A Polícia Federal (PF) afirma que o senador Ciro Nogueira era o “destinatário central” de vantagens indevidas supostamente oferecidas pelo empresário Daniel Vorcaro, dono do Banco Master, informa o portal g1. A conclusão aparece em relatório da PF utilizado pelo ministro André Mendonça, do Supremo Tribunal Feral (STF), para embasar a quinta fase da Operação Compliance Zero, deflagrada nesta quinta-feira (7).
A investigação sustenta que o parlamentar teria utilizado o mandato para beneficiar interesses privados ligados ao banco. A operação cumpriu mandados de busca e apreensão contra o senador e outros alvos ligados ao suposto esquema investigado pela Polícia Federal.
Segundo o relatório, Ciro Nogueira “instrumentalizou o exercício do mandato parlamentar em favor dos interesses privados” de Daniel Vorcaro.
As suspeitas incluem pagamentos mensais, entrega de dinheiro em espécie, aquisição de participação empresarial com desconto considerado fora dos padrões de mercado, pagamento de despesas pessoais e utilização de bens de alto valor.
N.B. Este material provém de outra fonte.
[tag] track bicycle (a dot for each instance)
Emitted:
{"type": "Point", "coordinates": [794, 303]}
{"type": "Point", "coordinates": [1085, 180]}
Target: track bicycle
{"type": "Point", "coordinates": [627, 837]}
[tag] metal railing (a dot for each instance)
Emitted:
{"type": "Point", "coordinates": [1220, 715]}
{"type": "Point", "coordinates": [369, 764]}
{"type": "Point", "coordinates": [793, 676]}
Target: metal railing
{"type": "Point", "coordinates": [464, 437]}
PF aponta relação direta entre emenda e interesses do Banco Master
Um dos principais pontos citados pelos investigadores envolve uma emenda apresentada por Ciro Nogueira à Proposta de Emenda à Constituição da Autonomia Financeira do Banco Central.
A proposta buscava criar um novo regime jurídico para o Banco Central, ampliando a autonomia técnica, administrativa, financeira e orçamentária da instituição.
No meio da tramitação, o senador apresentou a emenda de número 11, que previa elevar o limite de cobertura do Fundo Garantidor de Crédito (FGC) dos atuais R$ 250 mil para R$ 1 milhão por depositante.
Segundo a Polícia Federal, o texto da emenda teria sido produzido pela própria assessoria do Banco Master e encaminhado posteriormente ao senador.
De acordo com a investigação, o material foi enviado inicialmente por integrantes do banco a Daniel Vorcaro e depois entregue em um envelope endereçado à residência de Ciro Nogueira.
A PF sustenta ainda que a proposta apresentada oficialmente ao Senado reproduziu integralmente o conteúdo encaminhado pelo banco.
Após a divulgação da emenda, Vorcaro teria comemorado o resultado em mensagens privadas.
“Ciro soltou um projeto de lei agora que é uma bomba atômica mercado financeiro! Ajuda os bancos médios e diminui poder dos grandes! Esta todo mundo louco”, escreveu o empresário em conversa com a então namorada, segundo documentos da investigação já divulgados anteriormente.
Ainda conforme os investigadores, Vorcaro afirmou posteriormente que o texto “saiu exatamente como mandei”.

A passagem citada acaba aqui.